The story of this book is almost as interesting as the story in it. The author, Tomás Kalmar, a Mexican national who grew up in Australia and now lives in the United States, and never had the luxury of a tenured academic post, worked on it for six decades. In 1962 the young Kalmar developed a relationship with V H Galbraith, then visiting Berkeley; the eminent medievalist had written an influential article on Asser’s Life of Alfred that cast doubt on the authorship and dating of that work (Galbraith Reference Galbraith and Galbraith1964). For Galbraith, as for many scholars of the first half of the twentieth century, Alfred was another national icon whose balloon of heroic deeds needed bursting; showing the Life to be the work not of ‘Asser’ (a real ninth-century bishop) but rather a tenth- or early eleventh-century concoction heavily plagiarised from Einhard’s Life of Charlemagne undermined both author and subject. Kalmar (who acknowledges Asser’s debt to Einhard, but sees it as literary imitatio rather than historical theft) remained unconvinced, and after a career mainly spent teaching languages and mathematics, he has at last published this elegant and learned study of Alfred’s cult, its champions and its critics in nineteenth- and early twentieth century England. The lengthy fermentation has paid off.

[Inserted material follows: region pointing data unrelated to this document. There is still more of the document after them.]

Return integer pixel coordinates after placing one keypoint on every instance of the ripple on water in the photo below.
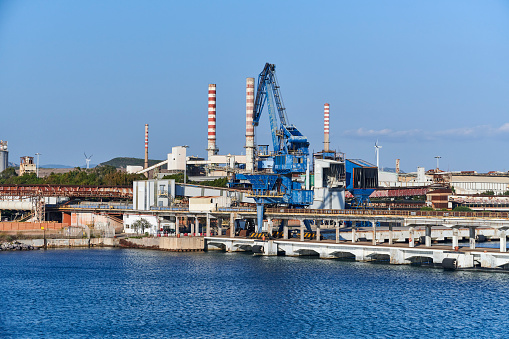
(137, 293)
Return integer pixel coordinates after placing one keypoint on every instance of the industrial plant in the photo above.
(279, 199)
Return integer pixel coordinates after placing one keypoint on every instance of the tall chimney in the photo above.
(326, 142)
(250, 148)
(212, 150)
(146, 149)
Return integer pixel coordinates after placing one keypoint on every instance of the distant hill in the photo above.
(55, 166)
(122, 162)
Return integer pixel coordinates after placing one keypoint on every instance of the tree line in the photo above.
(98, 176)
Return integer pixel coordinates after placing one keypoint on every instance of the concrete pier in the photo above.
(399, 254)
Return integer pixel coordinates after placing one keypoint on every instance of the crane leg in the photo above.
(259, 217)
(307, 223)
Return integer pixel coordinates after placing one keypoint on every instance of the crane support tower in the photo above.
(278, 178)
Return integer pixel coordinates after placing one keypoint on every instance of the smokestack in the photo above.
(249, 125)
(212, 150)
(146, 149)
(326, 142)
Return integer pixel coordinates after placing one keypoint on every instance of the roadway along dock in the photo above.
(437, 255)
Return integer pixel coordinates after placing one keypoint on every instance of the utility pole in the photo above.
(437, 157)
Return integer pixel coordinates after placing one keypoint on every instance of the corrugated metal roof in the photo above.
(360, 162)
(479, 178)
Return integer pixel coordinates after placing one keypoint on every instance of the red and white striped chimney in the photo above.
(212, 150)
(249, 125)
(326, 142)
(146, 149)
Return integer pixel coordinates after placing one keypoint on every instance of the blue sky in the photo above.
(425, 78)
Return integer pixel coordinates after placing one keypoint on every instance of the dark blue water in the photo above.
(137, 293)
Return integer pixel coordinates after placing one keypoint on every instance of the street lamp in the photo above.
(437, 157)
(185, 164)
(37, 169)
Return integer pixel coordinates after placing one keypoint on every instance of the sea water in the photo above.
(129, 293)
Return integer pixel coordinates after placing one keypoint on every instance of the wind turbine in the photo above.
(87, 159)
(377, 152)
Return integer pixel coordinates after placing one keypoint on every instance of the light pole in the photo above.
(37, 169)
(185, 164)
(437, 157)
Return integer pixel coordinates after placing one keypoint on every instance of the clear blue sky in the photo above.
(425, 78)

The Victorians loved heroes, especially Anglo-Saxon ones (this was also the heyday of post-1066 resistance fighter Hereward ‘the Wake’). While earlier Celtic predecessors such as King Arthur had long since been dispatched to the shadowland of myth and fiction, Alfred stood on firmer ground, both because he left literate remains of his own, or at least authorised by him, and because we have independent evidence both textual and archaeological of his existence (the famous ‘Alfred Jewel’ now in Oxford’s Ashmolean, for instance). In an age of nationalist pride that then valued Teutonic rather more than Celtic forebears, Alfred seemed a perfect candidate for a pedestal, the lad who providentially succeeded to the Crown and became the saviour of Wessex and England from the Danes.

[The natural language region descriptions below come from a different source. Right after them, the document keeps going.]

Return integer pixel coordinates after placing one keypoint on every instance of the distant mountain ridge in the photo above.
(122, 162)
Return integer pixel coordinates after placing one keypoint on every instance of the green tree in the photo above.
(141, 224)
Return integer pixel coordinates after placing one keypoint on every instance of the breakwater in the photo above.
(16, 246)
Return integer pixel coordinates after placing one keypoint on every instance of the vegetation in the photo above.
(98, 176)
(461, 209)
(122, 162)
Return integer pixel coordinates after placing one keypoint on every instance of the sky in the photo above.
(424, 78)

But Alfred, too, was not immune from an agglomeration of legend and pseudo-history, thanks in no small measure to writers in that earlier age of Alfredianism, the seventeenth century, when the study of Old English, pioneered in the sixteenth, had enabled a much greater interest in the ‘Saxons’ as they were then called. The nineteenth century added ‘Anglo-’ before the Saxon, but retained justified scepticism toward aspects of Alfredian lore – his foundation of the University of Oxford and his preternaturally precocious literary and linguistic skills among them. It was the task of a series of Victorian scholars to purify the icon of mythical accretions. A great deal hinged on precise matters in the chronology of Alfred’s childhood (hence the present book’s subtitle) including the king’s birthdate, the timing of his trip to Rome to meet the pope and the year of his accession.
The dramatis personae of Kalmar’s study include several lights of varying brightness in the Victorian and Edwardian scholarly worlds: J A Giles, a classicist whose clerical misdeeds would land him in prison; Martin Tupper, the early (and laughably incompetent) Victorian translator of Alfred’s poetry at the time of the 1849 millenary celebration of the king’s birth (and whose clumsy idolatry did Alfred’s reputation no favours); Henry Howorth, the Manchester-based amateur historian and arch-sceptic for whom Alfred was merely a latter-day King Arthur; the Anglo-Saxonist John Earle and his reviser Charles Plummer, who, with their publication of two versions of the Anglo-Saxon Chronicle, would purge the cult of its hagiographic elements and liberate Alfred’s historicity from its dependence on Asser’s Life; William Henry Stevenson, the editor of the definitive edition of the Life; and, eventually, Henry Howorth’s own intellectual heir, Galbraith. Several others play important supporting roles, not least the eminent historian and Anglican bishop, William Stubbs, and the Catholic bishop of Clifton, William Clifford. Chapter by chapter, Kalmar carefully unravels the vicissitudes of the Alfredian cult in prose that is both charming and often funny: witticisms and mischievous observations abound that leaven but do not undermine the seriousness of the scholarship.
A short review such as this cannot trace in detail the labyrinthine path trodden here by Kalmar through the ups and downs of Alfred’s, and Asser’s, reputations and the often quaintly polite scholarly thrusts and parries over them, but through close reading, the judicious application of psychology and a sympathetic view toward (most of) his precursors, Kalmar has written a model account of the forensic work involved in establishing a distant figure’s historical bona fides, and perhaps the best discussion of the genteel quirkiness of mid- to late-Victorian antiquarian debates we are likely to have for some time.